I papaveri viola in Russia li nascondono nell’arredamento degli asili. Nessuno sa che dai papaveri viola si ricava un purissimo oppio che crea una dipendenza quasi immediata solo ad avercela fra le mani. Quando si beve, se si beve la vodka e si fuma l’oppio ricavato dai papaveri viola, l’effetto ebbriforo della vodka dura dalle 2 alle 3 ore in più.
A me questa cosa dell’arredamento degli asili mi creava veramente forti emozioni. Fortissima brama di curiosità: cominciavo a vedere Fedor come una notizia. Insomma in Russia i semini dei papaveri venivano piantati nei vasi che servivano a definire i confini del parco giochi con le palli ne dentro, quelle gabbie colorate e atomiche.

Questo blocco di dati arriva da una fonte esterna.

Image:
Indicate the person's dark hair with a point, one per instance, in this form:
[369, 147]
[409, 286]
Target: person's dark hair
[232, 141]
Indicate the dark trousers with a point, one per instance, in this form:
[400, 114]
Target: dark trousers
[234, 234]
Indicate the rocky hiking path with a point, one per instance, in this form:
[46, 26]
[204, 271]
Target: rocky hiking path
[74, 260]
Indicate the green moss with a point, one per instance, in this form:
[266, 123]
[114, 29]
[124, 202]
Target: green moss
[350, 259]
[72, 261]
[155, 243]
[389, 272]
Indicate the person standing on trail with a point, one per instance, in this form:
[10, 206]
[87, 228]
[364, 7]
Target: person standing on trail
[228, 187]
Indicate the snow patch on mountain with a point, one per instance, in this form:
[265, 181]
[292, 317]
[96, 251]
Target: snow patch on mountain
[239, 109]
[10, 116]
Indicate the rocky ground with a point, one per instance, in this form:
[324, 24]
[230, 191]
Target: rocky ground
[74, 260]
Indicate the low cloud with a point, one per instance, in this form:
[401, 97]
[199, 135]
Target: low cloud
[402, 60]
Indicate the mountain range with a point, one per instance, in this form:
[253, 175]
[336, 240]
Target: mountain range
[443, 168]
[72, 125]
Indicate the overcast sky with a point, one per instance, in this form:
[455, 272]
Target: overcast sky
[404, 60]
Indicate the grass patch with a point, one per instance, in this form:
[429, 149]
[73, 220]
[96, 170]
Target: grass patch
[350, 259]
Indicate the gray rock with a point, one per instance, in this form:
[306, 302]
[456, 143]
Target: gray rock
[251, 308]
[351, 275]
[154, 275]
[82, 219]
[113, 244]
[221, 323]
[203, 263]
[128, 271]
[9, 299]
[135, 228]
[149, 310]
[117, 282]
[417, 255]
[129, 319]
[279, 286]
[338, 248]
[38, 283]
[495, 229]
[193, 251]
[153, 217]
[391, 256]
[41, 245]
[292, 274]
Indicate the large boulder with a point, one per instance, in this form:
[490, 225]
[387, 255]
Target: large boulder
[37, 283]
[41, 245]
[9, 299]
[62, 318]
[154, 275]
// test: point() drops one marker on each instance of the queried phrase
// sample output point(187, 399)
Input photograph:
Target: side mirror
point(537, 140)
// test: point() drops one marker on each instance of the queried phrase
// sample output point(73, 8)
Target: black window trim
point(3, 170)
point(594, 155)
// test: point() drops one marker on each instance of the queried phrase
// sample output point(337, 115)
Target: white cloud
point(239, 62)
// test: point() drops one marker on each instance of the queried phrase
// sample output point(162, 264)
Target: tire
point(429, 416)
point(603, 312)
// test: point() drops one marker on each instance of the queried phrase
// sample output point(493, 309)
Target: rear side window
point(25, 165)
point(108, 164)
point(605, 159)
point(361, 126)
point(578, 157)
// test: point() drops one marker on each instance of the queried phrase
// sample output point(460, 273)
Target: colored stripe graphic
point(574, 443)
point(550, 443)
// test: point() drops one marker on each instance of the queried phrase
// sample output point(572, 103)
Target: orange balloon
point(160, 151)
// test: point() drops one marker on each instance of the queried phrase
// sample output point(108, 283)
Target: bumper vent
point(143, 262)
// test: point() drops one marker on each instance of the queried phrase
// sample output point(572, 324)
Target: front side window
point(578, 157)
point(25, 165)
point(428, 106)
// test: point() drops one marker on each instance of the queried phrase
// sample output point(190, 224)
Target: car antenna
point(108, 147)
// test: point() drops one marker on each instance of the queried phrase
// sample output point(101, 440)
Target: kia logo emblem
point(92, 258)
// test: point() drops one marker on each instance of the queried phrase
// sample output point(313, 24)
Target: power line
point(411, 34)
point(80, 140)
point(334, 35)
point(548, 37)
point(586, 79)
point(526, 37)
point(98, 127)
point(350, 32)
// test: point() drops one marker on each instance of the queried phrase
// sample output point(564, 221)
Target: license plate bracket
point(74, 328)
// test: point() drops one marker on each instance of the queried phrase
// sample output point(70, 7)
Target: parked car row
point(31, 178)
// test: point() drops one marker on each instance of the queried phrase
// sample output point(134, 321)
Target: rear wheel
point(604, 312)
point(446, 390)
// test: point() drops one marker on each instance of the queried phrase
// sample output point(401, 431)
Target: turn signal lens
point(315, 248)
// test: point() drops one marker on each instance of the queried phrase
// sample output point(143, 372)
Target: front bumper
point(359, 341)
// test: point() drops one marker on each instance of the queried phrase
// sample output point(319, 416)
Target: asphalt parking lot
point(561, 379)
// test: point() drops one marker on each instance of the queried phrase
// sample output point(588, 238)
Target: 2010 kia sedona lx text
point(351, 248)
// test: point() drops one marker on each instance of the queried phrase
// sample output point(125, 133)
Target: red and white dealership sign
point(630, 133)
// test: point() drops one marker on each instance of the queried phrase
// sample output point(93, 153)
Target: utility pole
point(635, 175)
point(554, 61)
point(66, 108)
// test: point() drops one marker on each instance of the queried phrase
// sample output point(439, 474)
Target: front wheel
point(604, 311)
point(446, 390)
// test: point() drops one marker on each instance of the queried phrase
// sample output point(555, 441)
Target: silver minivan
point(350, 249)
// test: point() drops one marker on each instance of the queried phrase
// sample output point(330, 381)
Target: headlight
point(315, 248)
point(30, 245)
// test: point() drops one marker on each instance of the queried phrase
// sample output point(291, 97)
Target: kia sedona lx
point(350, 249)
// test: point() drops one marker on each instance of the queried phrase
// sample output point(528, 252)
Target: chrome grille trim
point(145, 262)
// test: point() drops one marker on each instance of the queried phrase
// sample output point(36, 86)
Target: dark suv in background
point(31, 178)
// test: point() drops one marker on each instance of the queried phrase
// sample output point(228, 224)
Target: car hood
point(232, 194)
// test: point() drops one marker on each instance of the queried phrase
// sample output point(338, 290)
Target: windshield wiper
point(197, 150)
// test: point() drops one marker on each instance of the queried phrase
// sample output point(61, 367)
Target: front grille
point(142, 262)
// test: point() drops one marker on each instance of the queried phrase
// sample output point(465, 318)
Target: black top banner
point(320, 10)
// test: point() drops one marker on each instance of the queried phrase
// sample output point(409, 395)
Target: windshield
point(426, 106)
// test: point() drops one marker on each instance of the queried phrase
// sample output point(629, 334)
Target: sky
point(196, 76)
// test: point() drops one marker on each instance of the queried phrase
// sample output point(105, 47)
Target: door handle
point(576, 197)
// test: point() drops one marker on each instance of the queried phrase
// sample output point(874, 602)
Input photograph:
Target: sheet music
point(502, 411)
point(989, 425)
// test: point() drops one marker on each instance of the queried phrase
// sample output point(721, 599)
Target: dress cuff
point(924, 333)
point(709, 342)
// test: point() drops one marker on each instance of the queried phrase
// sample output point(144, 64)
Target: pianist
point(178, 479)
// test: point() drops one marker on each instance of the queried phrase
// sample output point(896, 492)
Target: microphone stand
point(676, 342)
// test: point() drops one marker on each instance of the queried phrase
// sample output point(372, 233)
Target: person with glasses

Gli asili erano quelli dei salesiani e quelli delle suore. I fiori crescevano e quelle due tre suore d’accordo con gli spacciatori appena erano pronti facevano la raccolta. Gli spacciatori li scambiavano con altri semini and so on. Le suore ovviamente in cambio chiedevano dell’oppio purissimo ricavato dai semini viola. Gli spacciatori russi davano loro un mix di oppio ricavato dai papaveri rossi cambogiani e papaveri viola.
Fedor lavorava ai semini. Aveva sentito dire che in Italia, a Milano, d’estate, c’è il clima adatto per fare crescere dei papaveri più rigogliosi e quindi più produttivi. Il clima di un bagno turco che si traveste da sauna e prende il gelato da Grom verso le 23.00.
Voleva coinvolgermi nel mercato italo-russo, mi prometteva di insegnarmi il russo. Gli piacevo. Si capiva, che gli piacevo. Non stava solo cercando qualcuno da arruolare. Io non riuscivo a vederlo più come una notizia, proprio nel momento in cui mi sembrava una notizia già confezionata. Fedor mi piaceva. Mi sembrava che fosse una marchetta, o un tradimento.
Ci scambiammo i contatti. Il giorno dopo mi ritrovai in tasca una bustina di oppio. Era il 24 dicembre.